When it comes to financial implications and income during this crisis surrounding the current unprecedented situation there are undoubtedly questions for millions of American citizens of all ages, all backgrounds, and all financial statuses.
In this piece, we explore our senior citizens’ legal entitlements which are something hotly and widely questioned at this moment in time. In particular, this applies when these citizens are on a fixed and/or minimal income such as a state or a personally obtained pension. There are also many who are classed as low earners as they may only be able to work the odd few hours here and there whether it be due to their age, skill set, physical restrictions or personal inclination.
The unprecedented coronavirus pandemic which we are currently facing brings with it untold financial fear, so to speak. The economy has been and continues to be, crippled. It has been ground to a halt in every unthinkable manner and both businesses and citizens are paying the price. Income is crucial as there are bills and utilities that must still be paid.
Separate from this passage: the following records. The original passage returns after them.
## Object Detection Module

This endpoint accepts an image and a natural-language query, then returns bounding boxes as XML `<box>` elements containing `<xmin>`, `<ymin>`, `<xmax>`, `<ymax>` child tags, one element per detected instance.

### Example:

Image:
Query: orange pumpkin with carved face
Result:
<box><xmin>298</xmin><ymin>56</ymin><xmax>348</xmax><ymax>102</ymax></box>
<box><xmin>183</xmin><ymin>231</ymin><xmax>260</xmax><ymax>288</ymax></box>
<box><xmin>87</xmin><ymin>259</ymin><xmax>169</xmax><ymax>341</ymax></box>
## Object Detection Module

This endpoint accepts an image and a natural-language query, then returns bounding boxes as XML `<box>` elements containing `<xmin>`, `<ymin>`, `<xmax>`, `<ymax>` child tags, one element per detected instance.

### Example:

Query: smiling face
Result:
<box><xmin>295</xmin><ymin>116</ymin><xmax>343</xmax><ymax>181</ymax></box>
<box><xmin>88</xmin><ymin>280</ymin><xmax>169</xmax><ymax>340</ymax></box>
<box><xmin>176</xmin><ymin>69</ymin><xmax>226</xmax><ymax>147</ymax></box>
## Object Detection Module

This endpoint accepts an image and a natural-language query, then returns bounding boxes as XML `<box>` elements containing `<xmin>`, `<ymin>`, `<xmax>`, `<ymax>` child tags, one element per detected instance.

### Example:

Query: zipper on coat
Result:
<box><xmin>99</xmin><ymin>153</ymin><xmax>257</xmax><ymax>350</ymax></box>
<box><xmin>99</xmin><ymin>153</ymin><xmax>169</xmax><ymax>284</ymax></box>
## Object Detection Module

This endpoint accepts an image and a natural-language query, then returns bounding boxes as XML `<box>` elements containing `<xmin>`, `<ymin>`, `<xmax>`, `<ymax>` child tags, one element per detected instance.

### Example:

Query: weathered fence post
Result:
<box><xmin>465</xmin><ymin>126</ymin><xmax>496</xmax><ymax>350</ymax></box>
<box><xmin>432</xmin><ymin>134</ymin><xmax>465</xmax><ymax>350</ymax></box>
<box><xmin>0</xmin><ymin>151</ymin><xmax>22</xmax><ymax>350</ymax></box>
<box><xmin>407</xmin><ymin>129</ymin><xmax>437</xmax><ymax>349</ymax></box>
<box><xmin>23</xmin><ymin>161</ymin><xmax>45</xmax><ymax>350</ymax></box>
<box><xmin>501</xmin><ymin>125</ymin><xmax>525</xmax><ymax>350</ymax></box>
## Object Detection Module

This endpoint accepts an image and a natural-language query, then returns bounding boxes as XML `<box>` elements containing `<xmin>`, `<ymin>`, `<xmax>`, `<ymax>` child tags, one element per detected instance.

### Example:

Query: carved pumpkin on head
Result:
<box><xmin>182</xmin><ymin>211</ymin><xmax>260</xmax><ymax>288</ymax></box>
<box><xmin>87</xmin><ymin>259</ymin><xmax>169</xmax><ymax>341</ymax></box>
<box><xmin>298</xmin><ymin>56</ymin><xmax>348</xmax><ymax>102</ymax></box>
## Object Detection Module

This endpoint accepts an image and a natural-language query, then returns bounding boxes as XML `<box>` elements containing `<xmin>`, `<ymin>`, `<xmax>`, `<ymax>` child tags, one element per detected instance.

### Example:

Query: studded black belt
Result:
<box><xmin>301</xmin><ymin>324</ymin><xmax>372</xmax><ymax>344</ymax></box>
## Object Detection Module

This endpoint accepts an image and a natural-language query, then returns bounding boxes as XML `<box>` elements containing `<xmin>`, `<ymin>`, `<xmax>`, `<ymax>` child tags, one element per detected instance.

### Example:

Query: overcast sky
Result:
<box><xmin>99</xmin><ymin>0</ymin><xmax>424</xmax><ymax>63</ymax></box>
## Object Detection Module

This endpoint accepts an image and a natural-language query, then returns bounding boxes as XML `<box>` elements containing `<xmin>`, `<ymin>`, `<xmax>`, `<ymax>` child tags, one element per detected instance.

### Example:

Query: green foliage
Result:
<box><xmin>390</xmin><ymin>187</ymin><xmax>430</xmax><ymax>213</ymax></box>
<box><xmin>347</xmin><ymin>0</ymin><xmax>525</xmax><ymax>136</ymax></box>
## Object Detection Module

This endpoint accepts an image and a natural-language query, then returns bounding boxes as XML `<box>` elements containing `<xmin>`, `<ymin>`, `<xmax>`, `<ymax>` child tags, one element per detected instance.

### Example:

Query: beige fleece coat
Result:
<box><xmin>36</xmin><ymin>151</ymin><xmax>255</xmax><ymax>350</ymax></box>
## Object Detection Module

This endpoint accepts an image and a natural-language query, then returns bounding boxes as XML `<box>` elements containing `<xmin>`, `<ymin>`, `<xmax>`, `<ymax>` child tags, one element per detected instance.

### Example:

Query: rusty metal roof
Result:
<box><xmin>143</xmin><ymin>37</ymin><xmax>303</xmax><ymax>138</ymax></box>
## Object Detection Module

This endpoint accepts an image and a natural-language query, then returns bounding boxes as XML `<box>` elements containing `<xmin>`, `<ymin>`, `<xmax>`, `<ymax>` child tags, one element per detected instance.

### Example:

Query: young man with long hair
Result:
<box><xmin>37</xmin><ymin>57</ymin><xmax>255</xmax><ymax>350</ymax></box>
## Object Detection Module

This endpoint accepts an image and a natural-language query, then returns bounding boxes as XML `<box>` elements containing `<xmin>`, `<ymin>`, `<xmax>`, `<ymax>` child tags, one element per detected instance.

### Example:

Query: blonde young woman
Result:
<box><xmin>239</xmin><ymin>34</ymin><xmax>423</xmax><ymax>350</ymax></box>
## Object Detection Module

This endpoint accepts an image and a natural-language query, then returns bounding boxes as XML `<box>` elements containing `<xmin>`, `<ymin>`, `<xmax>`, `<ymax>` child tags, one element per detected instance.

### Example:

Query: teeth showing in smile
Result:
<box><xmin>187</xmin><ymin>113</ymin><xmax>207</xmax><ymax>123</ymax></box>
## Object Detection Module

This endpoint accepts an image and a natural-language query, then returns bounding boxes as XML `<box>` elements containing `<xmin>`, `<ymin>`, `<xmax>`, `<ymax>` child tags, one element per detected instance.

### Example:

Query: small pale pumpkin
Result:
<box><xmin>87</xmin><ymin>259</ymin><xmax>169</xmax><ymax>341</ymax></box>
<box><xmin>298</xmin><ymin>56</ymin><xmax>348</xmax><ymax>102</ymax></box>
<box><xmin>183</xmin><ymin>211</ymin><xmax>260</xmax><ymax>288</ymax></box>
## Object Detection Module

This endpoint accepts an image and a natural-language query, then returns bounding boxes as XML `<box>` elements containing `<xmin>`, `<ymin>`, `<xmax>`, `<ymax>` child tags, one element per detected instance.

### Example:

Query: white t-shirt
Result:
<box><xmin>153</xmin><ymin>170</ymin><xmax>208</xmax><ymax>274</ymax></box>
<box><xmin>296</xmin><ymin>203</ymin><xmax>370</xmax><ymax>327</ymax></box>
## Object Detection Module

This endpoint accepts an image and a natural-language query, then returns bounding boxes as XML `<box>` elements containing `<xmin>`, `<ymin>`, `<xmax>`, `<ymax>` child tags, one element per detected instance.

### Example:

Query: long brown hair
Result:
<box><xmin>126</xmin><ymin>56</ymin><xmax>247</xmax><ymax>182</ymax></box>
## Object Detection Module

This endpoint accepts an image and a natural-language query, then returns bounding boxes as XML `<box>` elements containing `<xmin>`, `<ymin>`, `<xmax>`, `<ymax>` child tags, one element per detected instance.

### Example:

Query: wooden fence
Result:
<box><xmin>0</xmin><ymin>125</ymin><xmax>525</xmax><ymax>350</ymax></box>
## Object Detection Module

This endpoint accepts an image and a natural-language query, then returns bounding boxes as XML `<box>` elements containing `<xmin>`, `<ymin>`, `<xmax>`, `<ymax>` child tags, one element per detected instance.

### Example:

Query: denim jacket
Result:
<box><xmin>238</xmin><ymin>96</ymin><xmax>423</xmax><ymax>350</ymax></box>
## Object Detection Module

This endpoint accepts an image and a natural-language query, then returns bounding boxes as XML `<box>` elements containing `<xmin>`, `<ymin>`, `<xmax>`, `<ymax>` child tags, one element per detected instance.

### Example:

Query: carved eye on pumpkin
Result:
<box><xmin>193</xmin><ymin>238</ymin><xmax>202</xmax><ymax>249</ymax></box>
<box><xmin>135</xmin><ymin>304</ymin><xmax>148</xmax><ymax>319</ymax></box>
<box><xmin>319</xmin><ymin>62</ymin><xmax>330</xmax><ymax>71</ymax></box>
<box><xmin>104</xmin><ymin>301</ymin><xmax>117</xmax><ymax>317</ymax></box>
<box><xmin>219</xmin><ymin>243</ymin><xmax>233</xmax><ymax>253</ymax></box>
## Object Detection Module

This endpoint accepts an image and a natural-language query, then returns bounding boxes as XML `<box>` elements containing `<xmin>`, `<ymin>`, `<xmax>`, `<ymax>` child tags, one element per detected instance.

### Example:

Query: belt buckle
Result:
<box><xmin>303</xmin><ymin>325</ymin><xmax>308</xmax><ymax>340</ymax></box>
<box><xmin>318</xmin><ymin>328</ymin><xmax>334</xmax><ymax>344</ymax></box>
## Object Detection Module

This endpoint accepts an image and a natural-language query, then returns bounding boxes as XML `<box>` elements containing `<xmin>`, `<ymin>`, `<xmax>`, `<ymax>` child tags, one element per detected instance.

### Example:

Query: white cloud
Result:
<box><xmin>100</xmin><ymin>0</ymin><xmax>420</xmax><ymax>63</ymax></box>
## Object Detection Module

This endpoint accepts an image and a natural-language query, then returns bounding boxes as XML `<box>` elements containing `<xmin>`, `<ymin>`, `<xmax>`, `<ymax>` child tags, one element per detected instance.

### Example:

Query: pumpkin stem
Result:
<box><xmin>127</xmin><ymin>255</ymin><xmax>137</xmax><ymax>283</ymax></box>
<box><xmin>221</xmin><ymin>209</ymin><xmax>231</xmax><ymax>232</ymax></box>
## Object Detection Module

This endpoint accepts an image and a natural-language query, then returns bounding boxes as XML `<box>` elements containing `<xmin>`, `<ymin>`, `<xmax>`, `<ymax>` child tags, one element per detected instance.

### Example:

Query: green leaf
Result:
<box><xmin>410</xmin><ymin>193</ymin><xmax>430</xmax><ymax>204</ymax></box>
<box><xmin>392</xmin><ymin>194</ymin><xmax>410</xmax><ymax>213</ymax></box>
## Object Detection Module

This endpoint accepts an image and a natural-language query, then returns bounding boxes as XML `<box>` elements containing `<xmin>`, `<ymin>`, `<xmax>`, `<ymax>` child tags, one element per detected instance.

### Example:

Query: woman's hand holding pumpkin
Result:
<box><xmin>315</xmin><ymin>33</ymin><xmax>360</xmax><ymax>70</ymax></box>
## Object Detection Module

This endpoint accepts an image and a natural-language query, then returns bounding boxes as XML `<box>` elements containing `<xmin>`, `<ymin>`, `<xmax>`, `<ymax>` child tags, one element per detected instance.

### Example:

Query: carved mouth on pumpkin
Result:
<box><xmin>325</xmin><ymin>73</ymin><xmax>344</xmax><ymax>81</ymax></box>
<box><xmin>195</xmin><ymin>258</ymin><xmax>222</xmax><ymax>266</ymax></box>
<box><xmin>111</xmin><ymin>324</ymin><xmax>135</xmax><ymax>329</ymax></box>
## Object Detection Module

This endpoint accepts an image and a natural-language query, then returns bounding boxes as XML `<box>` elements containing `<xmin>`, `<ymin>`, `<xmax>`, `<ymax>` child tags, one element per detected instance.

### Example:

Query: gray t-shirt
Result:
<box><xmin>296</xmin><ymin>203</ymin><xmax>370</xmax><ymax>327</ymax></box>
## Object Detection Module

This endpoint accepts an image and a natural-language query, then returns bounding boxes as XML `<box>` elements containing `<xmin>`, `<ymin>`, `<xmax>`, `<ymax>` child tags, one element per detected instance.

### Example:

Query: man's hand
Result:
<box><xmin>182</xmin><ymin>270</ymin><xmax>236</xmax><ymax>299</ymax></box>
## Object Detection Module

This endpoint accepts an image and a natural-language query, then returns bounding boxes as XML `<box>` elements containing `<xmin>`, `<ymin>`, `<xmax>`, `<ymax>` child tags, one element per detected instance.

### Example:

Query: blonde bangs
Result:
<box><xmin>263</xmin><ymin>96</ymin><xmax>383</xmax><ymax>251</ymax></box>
In addition, panic buyers, having decimated the grocery store shelves of any given item on a shopping list, leave the most vulnerable unable to obtain their usual supplies. Anything they are able to purchase is certainly not the most cost-effective option that may usually purchase, as they will have been swiped before they themselves had a chance to walk through the door. Add these things together and you have a serious monetary issue unless you have got a comfortable nest egg saved.
It’s an all-round financially damaging situation, in particular for our US senior citizens. An interesting and informative article over on Suddenly Senior, asks “are senior citizens going to get a stimulus check?” This would be a good place to start in ascertaining whether or not additional financial benefits will become available, dependent on each and every one of their circumstances. The CARES Act (which stands for Coronavirus Aid, Relief, and Economic Security Act), specifically drawn up for US residents in light of this global crisis does not account for the age of citizens so the article itself is especially helpful given that it answers several questions that the senior citizens of America have been asking.
If it was not for pieces such as this, a lot of our senior communities would be left wondering how they were to survive, not least how they were going to get through the biggest health pandemic in generations.
Whilst health and prosperity should always be number one in the list of priorities for any living person, it’s becoming more and more apparent that money worries that comes with it. Aside from being a financial concern, it brings with it mental health issues such as anxiety and depression. Our senior citizens have made the solid foundations on which we all live today, so in turn, it is prudent that they are cared for financially in tandem with everyone else.